The evangelists would have loved to say, “And it all happened, just the way Jesus predicted.” It would be a mark of credibility. But they don’t say that. The most plausible explanation is that the fulfillment of his prediction had not yet happened.
Further, since the book of Acts cuts off suddenly in A.D. 60, and since the Gospel of Luke was written before Acts, we have reason to think that Luke dates to no later than A.D. 59 (just 26 years after the crucifixion), and perhaps even earlier.
13) What about his claim that the Romans reserved crucifixion for sedition?
It is not true that crucifixion was “reserved almost exclusively for the crime of sedition”—particularly if by “sedition” you mean political rebellion:
The Romans used crucifixion to bring mutinous troops under control, to break the will of conquered peoples, and to wear down rebellious cities under siege.
Dangerous and violent robbers could be crucified—often near or at the scene of their crimes.
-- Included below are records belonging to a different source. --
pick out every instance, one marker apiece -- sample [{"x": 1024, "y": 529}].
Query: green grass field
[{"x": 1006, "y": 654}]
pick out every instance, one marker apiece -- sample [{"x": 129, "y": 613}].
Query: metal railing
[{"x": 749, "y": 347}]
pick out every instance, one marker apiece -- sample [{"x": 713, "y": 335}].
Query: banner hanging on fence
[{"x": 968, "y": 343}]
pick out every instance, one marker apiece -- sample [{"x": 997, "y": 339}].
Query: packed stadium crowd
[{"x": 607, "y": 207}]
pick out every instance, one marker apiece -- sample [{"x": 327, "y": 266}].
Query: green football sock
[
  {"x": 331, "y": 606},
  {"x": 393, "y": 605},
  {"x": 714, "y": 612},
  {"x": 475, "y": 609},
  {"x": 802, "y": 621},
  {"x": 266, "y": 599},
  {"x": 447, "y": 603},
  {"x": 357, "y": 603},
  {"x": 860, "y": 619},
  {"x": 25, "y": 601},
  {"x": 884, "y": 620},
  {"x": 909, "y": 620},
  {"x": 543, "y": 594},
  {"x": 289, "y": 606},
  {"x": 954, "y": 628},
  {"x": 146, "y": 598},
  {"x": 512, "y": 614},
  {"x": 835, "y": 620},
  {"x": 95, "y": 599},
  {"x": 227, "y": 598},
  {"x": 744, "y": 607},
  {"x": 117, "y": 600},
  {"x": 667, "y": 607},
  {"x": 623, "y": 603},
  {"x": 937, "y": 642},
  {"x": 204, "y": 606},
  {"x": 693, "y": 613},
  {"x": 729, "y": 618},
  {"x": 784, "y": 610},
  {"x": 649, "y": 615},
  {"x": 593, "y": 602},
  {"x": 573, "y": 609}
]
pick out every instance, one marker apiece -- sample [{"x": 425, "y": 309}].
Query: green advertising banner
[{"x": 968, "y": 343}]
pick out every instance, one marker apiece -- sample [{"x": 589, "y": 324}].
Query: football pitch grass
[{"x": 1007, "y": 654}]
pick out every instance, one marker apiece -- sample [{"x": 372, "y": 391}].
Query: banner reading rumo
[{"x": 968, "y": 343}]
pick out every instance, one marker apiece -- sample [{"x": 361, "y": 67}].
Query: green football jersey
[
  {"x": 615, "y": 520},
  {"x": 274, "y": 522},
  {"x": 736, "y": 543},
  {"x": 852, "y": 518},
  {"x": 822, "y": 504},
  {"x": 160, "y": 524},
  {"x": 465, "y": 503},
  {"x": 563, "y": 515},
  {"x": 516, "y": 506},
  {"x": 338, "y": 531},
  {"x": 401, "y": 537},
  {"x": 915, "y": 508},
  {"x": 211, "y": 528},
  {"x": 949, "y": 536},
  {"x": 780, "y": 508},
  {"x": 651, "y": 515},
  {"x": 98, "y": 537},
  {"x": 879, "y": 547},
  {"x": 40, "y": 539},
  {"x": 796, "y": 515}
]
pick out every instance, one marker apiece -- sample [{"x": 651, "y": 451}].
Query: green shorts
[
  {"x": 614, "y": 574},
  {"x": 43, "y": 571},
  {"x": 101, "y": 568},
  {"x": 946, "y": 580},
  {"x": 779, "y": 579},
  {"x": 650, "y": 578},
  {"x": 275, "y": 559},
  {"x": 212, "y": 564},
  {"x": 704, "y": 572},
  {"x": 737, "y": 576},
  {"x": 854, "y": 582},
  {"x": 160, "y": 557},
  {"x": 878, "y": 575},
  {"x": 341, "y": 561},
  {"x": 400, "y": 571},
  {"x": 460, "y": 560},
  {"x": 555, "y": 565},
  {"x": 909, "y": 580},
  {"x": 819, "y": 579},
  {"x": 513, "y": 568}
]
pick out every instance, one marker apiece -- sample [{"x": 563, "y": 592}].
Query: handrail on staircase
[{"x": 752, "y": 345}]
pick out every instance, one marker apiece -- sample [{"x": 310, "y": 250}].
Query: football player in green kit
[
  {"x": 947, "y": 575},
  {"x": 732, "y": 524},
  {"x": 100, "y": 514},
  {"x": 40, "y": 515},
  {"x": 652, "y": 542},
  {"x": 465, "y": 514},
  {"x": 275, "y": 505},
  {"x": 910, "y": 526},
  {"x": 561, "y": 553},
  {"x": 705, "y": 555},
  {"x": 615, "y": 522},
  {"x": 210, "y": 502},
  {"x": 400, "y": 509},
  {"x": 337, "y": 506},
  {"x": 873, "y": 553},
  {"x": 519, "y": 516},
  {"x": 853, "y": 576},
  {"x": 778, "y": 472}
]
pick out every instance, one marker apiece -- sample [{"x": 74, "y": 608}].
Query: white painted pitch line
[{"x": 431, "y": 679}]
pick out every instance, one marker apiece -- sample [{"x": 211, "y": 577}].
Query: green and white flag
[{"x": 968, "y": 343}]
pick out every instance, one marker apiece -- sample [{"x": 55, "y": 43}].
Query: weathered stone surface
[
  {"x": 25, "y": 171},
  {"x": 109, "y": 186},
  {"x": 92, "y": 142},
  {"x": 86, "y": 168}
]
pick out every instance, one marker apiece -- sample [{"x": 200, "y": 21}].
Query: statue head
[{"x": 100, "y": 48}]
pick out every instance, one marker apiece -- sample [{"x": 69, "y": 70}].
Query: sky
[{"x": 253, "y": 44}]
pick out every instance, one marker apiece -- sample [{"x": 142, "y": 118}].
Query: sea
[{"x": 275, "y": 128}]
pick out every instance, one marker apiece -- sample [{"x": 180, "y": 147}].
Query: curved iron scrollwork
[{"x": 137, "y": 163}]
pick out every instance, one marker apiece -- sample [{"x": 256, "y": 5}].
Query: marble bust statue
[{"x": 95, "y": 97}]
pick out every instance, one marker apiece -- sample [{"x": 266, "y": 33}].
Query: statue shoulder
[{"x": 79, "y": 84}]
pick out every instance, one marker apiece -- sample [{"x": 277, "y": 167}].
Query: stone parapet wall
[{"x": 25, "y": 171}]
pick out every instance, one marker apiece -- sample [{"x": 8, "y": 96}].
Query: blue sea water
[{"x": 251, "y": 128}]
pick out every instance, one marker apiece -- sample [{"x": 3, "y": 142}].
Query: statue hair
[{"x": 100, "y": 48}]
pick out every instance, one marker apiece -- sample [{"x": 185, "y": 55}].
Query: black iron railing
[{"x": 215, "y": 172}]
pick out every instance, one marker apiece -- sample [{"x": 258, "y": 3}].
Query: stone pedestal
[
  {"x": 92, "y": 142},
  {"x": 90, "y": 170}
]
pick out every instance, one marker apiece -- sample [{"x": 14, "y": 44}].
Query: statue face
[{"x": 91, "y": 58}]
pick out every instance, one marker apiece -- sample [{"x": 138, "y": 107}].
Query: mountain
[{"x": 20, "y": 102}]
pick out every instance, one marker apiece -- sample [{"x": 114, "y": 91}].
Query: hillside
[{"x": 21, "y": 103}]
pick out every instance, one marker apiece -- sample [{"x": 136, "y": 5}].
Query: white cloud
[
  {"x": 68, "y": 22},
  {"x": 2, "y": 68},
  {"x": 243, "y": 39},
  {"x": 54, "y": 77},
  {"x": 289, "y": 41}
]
Quintilian (ca. 35–95 a.d.) approved of crucifixion as a penalty for such criminals, and thought that this form of execution had a better deterrent effect when the crosses were set up along the busiest roads. . . .
The Romans used crucifixion above all as the servile supplicium (“the slaves’ punishment”), a terrible form of execution typically inflicted on slaves [Yale Anchor Bible Dictionary, s.v. “Crucifixion”].
14) What is the most fundamental problem with the book?
The most fundamental problem is that Aslan’s central thesis can only be supported by cherry-picking the data—that is, accepting some of it and rejecting everything that doesn’t fit.
This is an unreliable and unscholarly method, because if you can jettison anything that doesn’t fit your theory then you can prove anything you want to.
With all the problems that beset Aslan’s imaginative reconstruction of Jesus, there is simply no reason to take Zealot as anything like a reliable account of his life.
Certainly not compared to those offered in the gospels.